Proxmox disconnects from network daily rebooting necessary for a couple of hours

rene415

Member
Jun 29, 2021
3
0
6
27
Hello,

I am having some issues with my server, It happened to me a while ago with another build that I had but this time is really haven't done what I did to the last one.

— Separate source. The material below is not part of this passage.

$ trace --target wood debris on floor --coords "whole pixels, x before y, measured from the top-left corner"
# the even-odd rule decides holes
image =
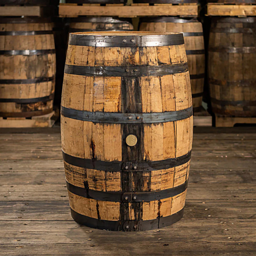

The problem is that my server keeps disconnecting from the network and I notice that the blinking HDD light on my case goes out, when i try to access my server it keeps disconnecting. I usually have to restart the server but I don't know why. It usually happens late at night when I go to sleep or sometimes after just an hour of booting back up. I know that is is bad to restart the server from time to time like that but I have no way of accessing the server.

One thing that I noticed is that when I restart the machine i check for updates and there is a new update. I update it and it last for a few days until I have to restart and then install new updates.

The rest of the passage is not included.